Gripe: bytea_output default => data corruption

Lists: pgsql-docspgsql-general
From: ljb <ljb9832(at)pobox(dot)com>
To: pgsql-general(at)postgresql(dot)org
Subject: Gripe: bytea_output default => data corruption
Date: 2010-10-13 00:37:33
Message-ID: i92v0d$qfe$1@news.hub.org
Views: Raw Message | Whole Thread | Download mbox | Resend email
Lists: pgsql-docs pgsql-general

Defaulting bytea output from the backend to use hex mode encoding, which is
incompatible with pre-9.0 interfaces, wasn't a friendly thing to do. The
default should have been escape mode. Or else you needed a big warning in
HISTORY that we must either change bytea_output, or upgrade all clients
before servers. Because using a 9.0 server with a 8.x libpq-based client
results in undetected data corruption when selecting BYTEA objects.

By default, the 9.0 server encodes a bytea using hex mode, but an 8.x
libpq-based client will decode that using escape mode, with no error detected
on either end. For example, start with "A", encode to "\x40" decode to "x40".

There are good reasons to break backward compatibility, like security or
standards compliance, but not performance. Please think twice next time you
consider breaking stuff just because you think the new way should be faster.


From: Raymond O'Donnell <rod(at)iol(dot)ie>
To: ljb <ljb9832(at)pobox(dot)com>
Cc: pgsql-general(at)postgresql(dot)org
Subject: Re: Gripe: bytea_output default => data corruption
Date: 2010-10-13 07:45:58
Message-ID: 4CB563B6.8020803@iol.ie
Views: Raw Message | Whole Thread | Download mbox | Resend email
Lists: pgsql-docs pgsql-general

On 13/10/2010 01:37, ljb wrote:
> Defaulting bytea output from the backend to use hex mode encoding, which is
> incompatible with pre-9.0 interfaces, wasn't a friendly thing to do. The
> default should have been escape mode. Or else you needed a big warning in
> HISTORY that we must either change bytea_output, or upgrade all clients
> before servers. Because using a 9.0 server with a 8.x libpq-based client
> results in undetected data corruption when selecting BYTEA objects.
>
> By default, the 9.0 server encodes a bytea using hex mode, but an 8.x
> libpq-based client will decode that using escape mode, with no error detected
> on either end. For example, start with "A", encode to "\x40" decode to "x40".
>
> There are good reasons to break backward compatibility, like security or
> standards compliance, but not performance. Please think twice next time you
> consider breaking stuff just because you think the new way should be faster.
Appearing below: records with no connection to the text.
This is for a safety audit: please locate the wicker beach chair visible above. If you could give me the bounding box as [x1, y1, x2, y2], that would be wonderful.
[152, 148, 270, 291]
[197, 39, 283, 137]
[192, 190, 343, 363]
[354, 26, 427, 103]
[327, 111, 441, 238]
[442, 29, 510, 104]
In fairness, it *is* flagged in the release note - it's the first item
under "data types" in the list of incompatibilities.

Ray.

--
Raymond O'Donnell :: Galway :: Ireland
rod(at)iol(dot)ie


From: Dmitriy Igrishin <dmitigr(at)gmail(dot)com>
To: rod(at)iol(dot)ie
Cc: ljb <ljb9832(at)pobox(dot)com>, pgsql-general(at)postgresql(dot)org
Subject: Re: Gripe: bytea_output default => data corruption
Date: 2010-10-13 12:48:41
Message-ID: AANLkTinWoQ1QG7TSoDj52UTZ8sj4cwGewFDA_4gnz9LJ@mail.gmail.com
Views: Raw Message | Whole Thread | Download mbox | Resend email
Lists: pgsql-docs pgsql-general

Hey all,

And it is 9.0, i.e another major version. IMO the higher major versions not
necessarily must be 100% backward compatible. So, think twice next time
you update the major version.

2010/10/13 Raymond O'Donnell <rod(at)iol(dot)ie>

> On 13/10/2010 01:37, ljb wrote:
>
>> Defaulting bytea output from the backend to use hex mode encoding, which
>> is
>> incompatible with pre-9.0 interfaces, wasn't a friendly thing to do. The
>> default should have been escape mode. Or else you needed a big warning in
>> HISTORY that we must either change bytea_output, or upgrade all clients
>> before servers. Because using a 9.0 server with a 8.x libpq-based client
>> results in undetected data corruption when selecting BYTEA objects.
>>
>> By default, the 9.0 server encodes a bytea using hex mode, but an 8.x
>> libpq-based client will decode that using escape mode, with no error
>> detected
>> on either end. For example, start with "A", encode to "\x40" decode to
>> "x40".
>>
>> There are good reasons to break backward compatibility, like security or
>> standards compliance, but not performance. Please think twice next time
>> you
>> consider breaking stuff just because you think the new way should be
>> faster.
>>
>
> In fairness, it *is* flagged in the release note - it's the first item
> under "data types" in the list of incompatibilities.
>
> Ray.
>
> --
> Raymond O'Donnell :: Galway :: Ireland
> rod(at)iol(dot)ie
>
>
> --
> Sent via pgsql-general mailing list (pgsql-general(at)postgresql(dot)org)
> To make changes to your subscription:
> http://www.postgresql.org/mailpref/pgsql-general
>

--
// Dmitriy.


From: ljb <ljb9832(at)pobox(dot)com>
To: pgsql-general(at)postgresql(dot)org
Subject: Re: Gripe: bytea_output default => data corruption
Date: 2010-10-13 21:03:43
Message-ID: i956rf$228u$1@news.hub.org
Views: Raw Message | Whole Thread | Download mbox | Resend email
Lists: pgsql-docs pgsql-general

rod(at)iol(dot)ie wrote:
>...
> In fairness, it *is* flagged in the release note - it's the first item
> under "data types" in the list of incompatibilities.

Quote:
"bytea output now appears in hex format by default (Peter Eisentraut)
The server parameter bytea_output can be used to select the
traditional output format if needed for compatibility."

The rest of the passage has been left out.